If the painting has been framed behind glass, then the first thing that you need to do is to remove it from the frame. Obviously, it is better to photograph your pastel painting before you have it framed in the first place, if you can!
Mount the painting taught and flat on a stiff board - secured with some masking tape around the edges.
Site your painting in good, well-diffused light - preferably natural sunlight - in order to bring out the best of the colors.
If you have a tripod, set your painting-up so that it is perfectly perpendicular to the camera. If you don't have a tripod, just site the painting in such a position that you can hold the camera perpendicular (or 'square-on') to it without straining yourself! This is very important. You need the camera to be 'square-on' to the painting - otherwise, your image will be distorted.
With or without a tripod, your camera also needs to be pointing at the center of the painting and not located off to one side.

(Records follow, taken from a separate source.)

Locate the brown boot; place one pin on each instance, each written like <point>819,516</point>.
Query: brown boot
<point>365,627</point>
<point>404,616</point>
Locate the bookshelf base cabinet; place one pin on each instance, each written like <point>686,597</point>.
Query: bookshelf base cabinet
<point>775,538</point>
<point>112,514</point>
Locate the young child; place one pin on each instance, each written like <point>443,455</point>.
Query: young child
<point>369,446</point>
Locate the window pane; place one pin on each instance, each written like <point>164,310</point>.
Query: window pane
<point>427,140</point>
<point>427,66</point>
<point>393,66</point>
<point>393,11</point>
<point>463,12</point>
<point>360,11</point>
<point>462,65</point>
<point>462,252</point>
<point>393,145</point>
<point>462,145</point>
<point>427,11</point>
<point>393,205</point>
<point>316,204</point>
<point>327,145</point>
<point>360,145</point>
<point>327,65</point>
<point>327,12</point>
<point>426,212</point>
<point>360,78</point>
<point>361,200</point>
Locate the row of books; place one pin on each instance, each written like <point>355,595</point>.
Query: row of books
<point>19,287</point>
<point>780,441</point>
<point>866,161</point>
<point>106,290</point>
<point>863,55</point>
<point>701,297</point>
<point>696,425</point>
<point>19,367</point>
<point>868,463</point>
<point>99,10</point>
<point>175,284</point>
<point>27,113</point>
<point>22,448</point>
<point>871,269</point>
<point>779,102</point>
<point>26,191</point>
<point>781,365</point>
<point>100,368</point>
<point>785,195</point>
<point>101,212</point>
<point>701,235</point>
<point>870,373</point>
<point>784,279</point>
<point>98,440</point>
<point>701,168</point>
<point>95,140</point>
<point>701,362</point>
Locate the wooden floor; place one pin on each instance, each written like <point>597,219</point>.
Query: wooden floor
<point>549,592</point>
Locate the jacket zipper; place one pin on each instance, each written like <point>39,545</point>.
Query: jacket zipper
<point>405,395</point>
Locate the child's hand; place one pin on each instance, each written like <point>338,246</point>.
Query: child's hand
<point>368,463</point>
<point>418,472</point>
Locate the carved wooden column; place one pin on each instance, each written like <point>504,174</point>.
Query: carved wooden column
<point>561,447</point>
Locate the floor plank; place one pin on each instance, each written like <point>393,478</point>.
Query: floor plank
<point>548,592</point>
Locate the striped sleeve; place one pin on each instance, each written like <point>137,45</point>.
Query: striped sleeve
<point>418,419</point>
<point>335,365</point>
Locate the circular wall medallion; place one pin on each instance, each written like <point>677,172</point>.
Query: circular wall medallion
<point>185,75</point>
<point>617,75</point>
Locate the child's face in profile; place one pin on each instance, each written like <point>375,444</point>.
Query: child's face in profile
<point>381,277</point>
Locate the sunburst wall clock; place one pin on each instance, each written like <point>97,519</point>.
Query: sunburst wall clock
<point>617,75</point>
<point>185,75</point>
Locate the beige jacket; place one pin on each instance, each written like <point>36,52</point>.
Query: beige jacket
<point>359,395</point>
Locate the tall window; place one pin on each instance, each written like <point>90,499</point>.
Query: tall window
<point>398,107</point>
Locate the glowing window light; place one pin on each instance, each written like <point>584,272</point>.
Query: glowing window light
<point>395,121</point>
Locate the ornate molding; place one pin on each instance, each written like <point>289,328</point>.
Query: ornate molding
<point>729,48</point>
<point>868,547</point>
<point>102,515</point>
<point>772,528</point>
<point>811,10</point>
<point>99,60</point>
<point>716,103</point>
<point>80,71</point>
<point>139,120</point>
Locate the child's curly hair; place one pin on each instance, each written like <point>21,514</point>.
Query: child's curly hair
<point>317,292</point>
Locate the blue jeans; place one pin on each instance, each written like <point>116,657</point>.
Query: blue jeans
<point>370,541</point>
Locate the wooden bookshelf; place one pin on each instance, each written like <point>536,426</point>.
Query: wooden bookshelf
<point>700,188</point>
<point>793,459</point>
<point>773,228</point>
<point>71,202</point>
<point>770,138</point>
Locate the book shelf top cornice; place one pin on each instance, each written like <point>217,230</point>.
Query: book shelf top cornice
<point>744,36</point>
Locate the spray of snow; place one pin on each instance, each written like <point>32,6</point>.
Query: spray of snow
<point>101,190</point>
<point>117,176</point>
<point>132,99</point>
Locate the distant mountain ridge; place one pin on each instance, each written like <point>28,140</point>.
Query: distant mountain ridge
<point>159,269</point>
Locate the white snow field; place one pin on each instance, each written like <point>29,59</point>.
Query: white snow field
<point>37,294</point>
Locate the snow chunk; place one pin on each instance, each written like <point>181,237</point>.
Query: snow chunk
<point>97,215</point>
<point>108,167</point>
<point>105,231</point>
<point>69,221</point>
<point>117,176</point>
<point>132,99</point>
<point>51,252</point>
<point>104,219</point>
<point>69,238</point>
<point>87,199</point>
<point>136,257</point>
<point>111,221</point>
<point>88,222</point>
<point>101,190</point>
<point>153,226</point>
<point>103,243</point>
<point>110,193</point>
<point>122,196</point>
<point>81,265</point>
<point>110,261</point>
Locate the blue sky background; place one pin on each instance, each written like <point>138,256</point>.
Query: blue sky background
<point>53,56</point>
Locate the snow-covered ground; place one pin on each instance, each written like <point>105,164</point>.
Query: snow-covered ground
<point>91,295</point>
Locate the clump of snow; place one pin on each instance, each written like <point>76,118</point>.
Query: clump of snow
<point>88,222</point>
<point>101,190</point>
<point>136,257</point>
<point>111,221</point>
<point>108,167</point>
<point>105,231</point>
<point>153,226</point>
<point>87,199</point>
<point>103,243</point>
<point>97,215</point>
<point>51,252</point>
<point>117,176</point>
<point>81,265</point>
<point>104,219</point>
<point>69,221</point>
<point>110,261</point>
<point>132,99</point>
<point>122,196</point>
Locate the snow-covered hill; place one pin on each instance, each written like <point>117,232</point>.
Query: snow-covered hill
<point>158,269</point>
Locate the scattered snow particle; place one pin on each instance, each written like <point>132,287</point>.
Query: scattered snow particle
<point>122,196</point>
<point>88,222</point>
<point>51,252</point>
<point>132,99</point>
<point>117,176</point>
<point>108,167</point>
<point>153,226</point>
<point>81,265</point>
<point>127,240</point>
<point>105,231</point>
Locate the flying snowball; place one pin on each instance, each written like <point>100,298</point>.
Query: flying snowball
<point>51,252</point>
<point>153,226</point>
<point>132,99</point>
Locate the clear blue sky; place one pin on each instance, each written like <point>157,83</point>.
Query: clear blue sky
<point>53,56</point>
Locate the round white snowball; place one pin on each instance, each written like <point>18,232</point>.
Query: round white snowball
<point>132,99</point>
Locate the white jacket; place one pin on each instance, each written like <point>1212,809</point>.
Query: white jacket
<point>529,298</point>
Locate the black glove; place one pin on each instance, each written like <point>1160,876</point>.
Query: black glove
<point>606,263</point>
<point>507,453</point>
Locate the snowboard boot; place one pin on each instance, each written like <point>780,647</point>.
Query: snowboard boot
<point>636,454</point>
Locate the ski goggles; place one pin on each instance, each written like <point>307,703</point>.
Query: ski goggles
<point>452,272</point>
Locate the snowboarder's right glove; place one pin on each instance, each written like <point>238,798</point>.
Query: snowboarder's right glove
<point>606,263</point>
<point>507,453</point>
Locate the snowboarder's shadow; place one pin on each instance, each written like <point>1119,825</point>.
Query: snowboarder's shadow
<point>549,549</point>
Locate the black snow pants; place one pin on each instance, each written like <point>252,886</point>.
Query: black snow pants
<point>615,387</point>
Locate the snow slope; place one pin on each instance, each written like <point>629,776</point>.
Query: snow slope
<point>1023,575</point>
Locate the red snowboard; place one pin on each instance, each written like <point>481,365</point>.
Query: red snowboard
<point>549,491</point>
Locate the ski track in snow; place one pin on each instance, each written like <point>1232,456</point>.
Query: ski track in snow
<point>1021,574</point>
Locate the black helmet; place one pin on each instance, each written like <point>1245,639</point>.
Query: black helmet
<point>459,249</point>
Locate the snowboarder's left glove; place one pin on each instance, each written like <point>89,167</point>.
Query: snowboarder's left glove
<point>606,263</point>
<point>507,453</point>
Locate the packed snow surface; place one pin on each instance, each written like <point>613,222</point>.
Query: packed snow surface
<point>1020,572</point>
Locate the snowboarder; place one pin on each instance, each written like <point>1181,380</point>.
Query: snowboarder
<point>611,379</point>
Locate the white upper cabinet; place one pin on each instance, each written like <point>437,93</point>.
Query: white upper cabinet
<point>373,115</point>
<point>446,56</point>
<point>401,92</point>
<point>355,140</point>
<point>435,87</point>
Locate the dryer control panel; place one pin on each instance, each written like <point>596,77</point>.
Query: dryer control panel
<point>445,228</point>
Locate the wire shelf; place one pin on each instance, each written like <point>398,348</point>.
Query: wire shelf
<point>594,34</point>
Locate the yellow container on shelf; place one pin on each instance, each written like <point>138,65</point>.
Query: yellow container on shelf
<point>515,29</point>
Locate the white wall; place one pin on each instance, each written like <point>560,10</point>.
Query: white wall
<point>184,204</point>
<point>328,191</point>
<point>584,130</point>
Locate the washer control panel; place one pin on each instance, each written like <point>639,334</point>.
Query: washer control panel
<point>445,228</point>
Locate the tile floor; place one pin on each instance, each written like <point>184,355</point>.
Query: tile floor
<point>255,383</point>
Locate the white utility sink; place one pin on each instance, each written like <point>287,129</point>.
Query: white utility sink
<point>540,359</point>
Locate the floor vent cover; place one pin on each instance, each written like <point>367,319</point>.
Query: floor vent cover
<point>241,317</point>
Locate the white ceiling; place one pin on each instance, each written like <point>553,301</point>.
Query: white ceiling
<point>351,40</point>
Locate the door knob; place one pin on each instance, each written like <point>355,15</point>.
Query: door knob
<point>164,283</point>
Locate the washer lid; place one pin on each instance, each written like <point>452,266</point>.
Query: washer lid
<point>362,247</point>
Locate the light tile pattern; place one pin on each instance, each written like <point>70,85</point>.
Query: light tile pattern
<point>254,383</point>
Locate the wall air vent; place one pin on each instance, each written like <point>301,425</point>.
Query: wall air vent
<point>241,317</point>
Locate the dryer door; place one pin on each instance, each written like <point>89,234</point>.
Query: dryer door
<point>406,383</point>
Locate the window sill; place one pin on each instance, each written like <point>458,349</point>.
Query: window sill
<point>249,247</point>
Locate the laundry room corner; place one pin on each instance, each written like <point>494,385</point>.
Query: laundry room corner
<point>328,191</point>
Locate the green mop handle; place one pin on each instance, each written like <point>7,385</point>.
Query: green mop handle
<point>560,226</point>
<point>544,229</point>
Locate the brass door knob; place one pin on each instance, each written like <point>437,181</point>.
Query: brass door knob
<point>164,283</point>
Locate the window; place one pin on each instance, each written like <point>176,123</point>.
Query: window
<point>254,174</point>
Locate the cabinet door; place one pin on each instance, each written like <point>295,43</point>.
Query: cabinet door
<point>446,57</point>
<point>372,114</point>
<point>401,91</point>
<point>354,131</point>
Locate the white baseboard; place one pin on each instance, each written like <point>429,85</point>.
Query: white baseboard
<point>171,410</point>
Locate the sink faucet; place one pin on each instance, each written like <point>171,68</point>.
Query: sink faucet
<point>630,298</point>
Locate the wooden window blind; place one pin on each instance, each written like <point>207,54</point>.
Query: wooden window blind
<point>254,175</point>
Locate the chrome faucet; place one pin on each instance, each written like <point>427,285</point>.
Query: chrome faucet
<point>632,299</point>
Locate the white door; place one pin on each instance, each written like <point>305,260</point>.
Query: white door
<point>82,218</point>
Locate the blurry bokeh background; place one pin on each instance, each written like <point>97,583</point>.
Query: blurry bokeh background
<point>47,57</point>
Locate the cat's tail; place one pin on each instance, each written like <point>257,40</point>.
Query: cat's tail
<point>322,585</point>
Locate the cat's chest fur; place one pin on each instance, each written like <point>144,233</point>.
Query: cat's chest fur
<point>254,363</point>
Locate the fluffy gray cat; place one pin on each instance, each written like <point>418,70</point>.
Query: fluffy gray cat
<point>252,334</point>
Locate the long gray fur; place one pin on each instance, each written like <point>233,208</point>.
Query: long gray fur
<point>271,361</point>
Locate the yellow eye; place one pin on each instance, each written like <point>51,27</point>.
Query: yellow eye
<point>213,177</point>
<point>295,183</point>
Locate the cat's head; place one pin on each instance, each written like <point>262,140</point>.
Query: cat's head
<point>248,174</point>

So, perpendicular to the the surface of the painting and located so that it is pointing at the center of the thing!
If you have a tripod, or if you can borrow one, it will allow you to use a longer exposure, without getting any camera shake. This, in turn, will mean that you will be working with a smaller aperture - thus helping to keep the whole painting well focused.
You can even get away with photographing the painting behind glass if you use a polarizing filter but, you will always get a better photo if the painting is not framed behind glass.
Oh... And don't forget to crop your photo so that it shows only the painting itself... We don't really need to see half of your furniture or the color of your wallpaper!!